"Il dibattito di questi giorni sui temi della famiglia e delle coppie di fatto pone l’accento su una questione che, come cristiani e come cittadini, non può vederci distratti o evasivi. L’Azione Cattolica Italiana, associazione di laici riconosciuta dalla Chiesa come "singolare forma di ministerialità laicale" e chiamata, attraverso la vita associativa, a realizzare la propria vocazione specifica nella comunità cristiana e nella società civile, raccoglie con spirito di gratitudine e senso di corresponsabilità l’invito dei pastori, emerso con forza a partire dalla prolusione del cardinale Camillo Ruini al Consiglio permanente della Cei di lunedì 19 settembre, a prendere "sul serio quelle esigenze fondamentali e di lungo periodo della società e della famiglia sulle quali abbiamo tante volte richiamato l’attenzione". Tale invito, peraltro, corrisponde ad un preciso dettato della Carta costituzionale, che l’associazione considera un supremo punto di equilibrio e di garanzia della nostra civiltà giuridica: "La Repubblica riconosce i diritti della famiglia come società naturale fondata sul matrimonio" (art. 29)."
Inizia così il comunicato stampa diffuso oggi pomeriggio dall’Azione cattolica italiana che prende così la prola nel dibattito attorno alla famiglia e alle unioni di fatto.

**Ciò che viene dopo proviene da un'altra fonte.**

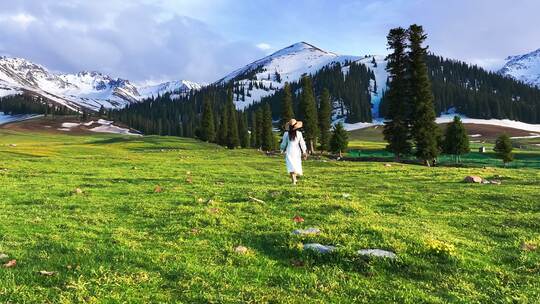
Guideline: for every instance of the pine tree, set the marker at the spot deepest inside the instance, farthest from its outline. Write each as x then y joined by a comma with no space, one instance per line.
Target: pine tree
325,120
253,136
260,124
208,132
286,107
308,113
101,111
223,128
242,130
339,140
232,132
396,128
456,140
503,148
267,140
424,128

"Il valore della famiglia, centrale per il futuro della società – si legge nella nota dell’associazione – troppo spesso è stato relegato in secondo piano, se non addirittura dimenticato da chi è chiamato a scrivere le leggi di questo paese. Il paradosso, come evidenziava bene il card. Ruini, "è che il sostegno pubblico alla famiglia in Italia è … molto minore, meno moderno e organico, pur in presenza di una gravissima e persistente crisi della natalità che sta già provocando, e causerà assai di più in futuro, ingenti danni sociali. Il sostegno alla famiglia legittima dovrebbe essere dunque la prima e vera preoccupazione dei legislatori". (segue)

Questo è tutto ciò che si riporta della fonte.